The Anti-Shorting Nuts Are Loose

I'm fascinated by the split personality of the anti-short selling campaign. At the top you have a phalanx of lobbyists and pressure groups, some totally respectable (if predictable), like the U.S. Chamber of Commerce and Washington Legal Foundation, and including consultants and other top-level spokespeople for the cause, such as former SEC commissioner Roel Campos.

And then, on a sliding scale of respectability, you have astroturf organizations and websites spouting "stock counterfeiting" conspiracy theories. These tend to have "market reform" in their titles -- even though genuine market reform, such as abolishing mandatory arbitration and reforming executive compensation, is not part of their mission.

Below them are what I call the "pond scum," the crazies and the hired thugs.

What all levels of the campaign have in common are the inspiration and deep-pockets financing of the guru of the movement, Overstock.com CEO Patrick Byrne.

As part of his mission to gain respectability, for himself as well as his movement, Byrne recently has hired a Los Angeles public relations firm, Levine Communications, to get Byrne face time with members of the media as the "Wyatt Earp of Wall Street." That's odd because the real Earp was married to a Jewish lady named Josephine Marcus and was buried in a Jewish cemetery. Byrne, by contrast, is an old pal of the far-right wingnut Bo Gritz, and has been beset by charges of anti-Semitism for years.

That brings me to the latest examples of the pond scum element that have come to my attention.

One was a post on a Yahoo stock message board shortly before 7 p.m. yesterday. It said as follows:

at [address redacted].

He's an alan berg wannabee.
The message, which was quickly deleted by Yahoo, was signed "kikevermin3." Alan Berg was a radio talk show host who was killed by a right-wing extremist in 1984.

What apparently caused this spasm of hate was a posting on Byrne's "Deep Capture" blog, which weaved a conspiracy between Cramer and others, while reviving the old and easily refuted claim that Dendreon Corp. was a victim of "naked short selling."

Now, I can understand how Byrne might disclaim responsibility for this death threat--even though it was directly inspired by his latest Internet craziness.

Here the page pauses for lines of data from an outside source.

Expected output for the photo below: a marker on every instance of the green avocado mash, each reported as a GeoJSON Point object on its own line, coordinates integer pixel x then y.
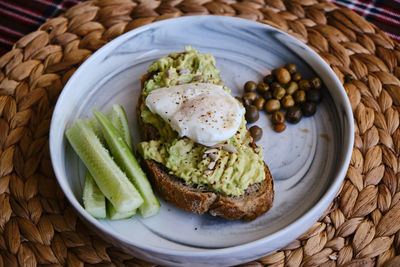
{"type": "Point", "coordinates": [233, 172]}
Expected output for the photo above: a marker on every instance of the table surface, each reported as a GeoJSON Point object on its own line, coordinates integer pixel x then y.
{"type": "Point", "coordinates": [20, 17]}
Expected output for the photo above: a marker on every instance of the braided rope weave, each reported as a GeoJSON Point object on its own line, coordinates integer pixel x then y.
{"type": "Point", "coordinates": [39, 227]}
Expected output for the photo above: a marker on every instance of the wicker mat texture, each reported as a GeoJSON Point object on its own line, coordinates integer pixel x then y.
{"type": "Point", "coordinates": [39, 227]}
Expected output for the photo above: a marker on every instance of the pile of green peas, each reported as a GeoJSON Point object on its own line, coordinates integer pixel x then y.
{"type": "Point", "coordinates": [284, 94]}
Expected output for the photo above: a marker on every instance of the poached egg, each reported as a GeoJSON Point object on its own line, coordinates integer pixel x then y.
{"type": "Point", "coordinates": [203, 112]}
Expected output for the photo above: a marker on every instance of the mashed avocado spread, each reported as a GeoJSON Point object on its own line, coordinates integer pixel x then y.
{"type": "Point", "coordinates": [233, 173]}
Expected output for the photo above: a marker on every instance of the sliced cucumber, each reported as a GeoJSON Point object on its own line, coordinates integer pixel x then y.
{"type": "Point", "coordinates": [128, 163]}
{"type": "Point", "coordinates": [113, 214]}
{"type": "Point", "coordinates": [117, 117]}
{"type": "Point", "coordinates": [108, 176]}
{"type": "Point", "coordinates": [93, 199]}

In my view, he would be directly culpable for any harm that might come to people as a result of the trash published in his blog. What he publishes in Deep Capture is believed by the conspiracy-minded, many of are "nucking futs," and some whom are crazy enough to actually carry out their fantasies.

Byrne realizes that, or should realize that, and is morally--and perhaps legally--responsible for the actions of his followers.

There is certainly no question that he is directly responsible for the second recent example of the pond scum element: I'm told that his hireling Judd Bagley has sought to get in touch with the estranged wife of Sam Antar, a frequent critic of his boss.

Mrs. Antar, I'm told, has refused to respond to Bagley's request for phone call. Bagley was, no doubt, intending to dig up dirt on Antar and, at the very least, to harass him, in a disgraceful attempt at issuer retaliation.

Byrne's p.r. campaign has already resulted in some dumb journalism, and that's ok. Heck, that's why the good Lord created p.r. people. But the pond scum element, whether they are Bagley or the creep who threatened Cramer, are a different order of magnitude. Such punks are dangerous, and they need to be criminally prosecuted.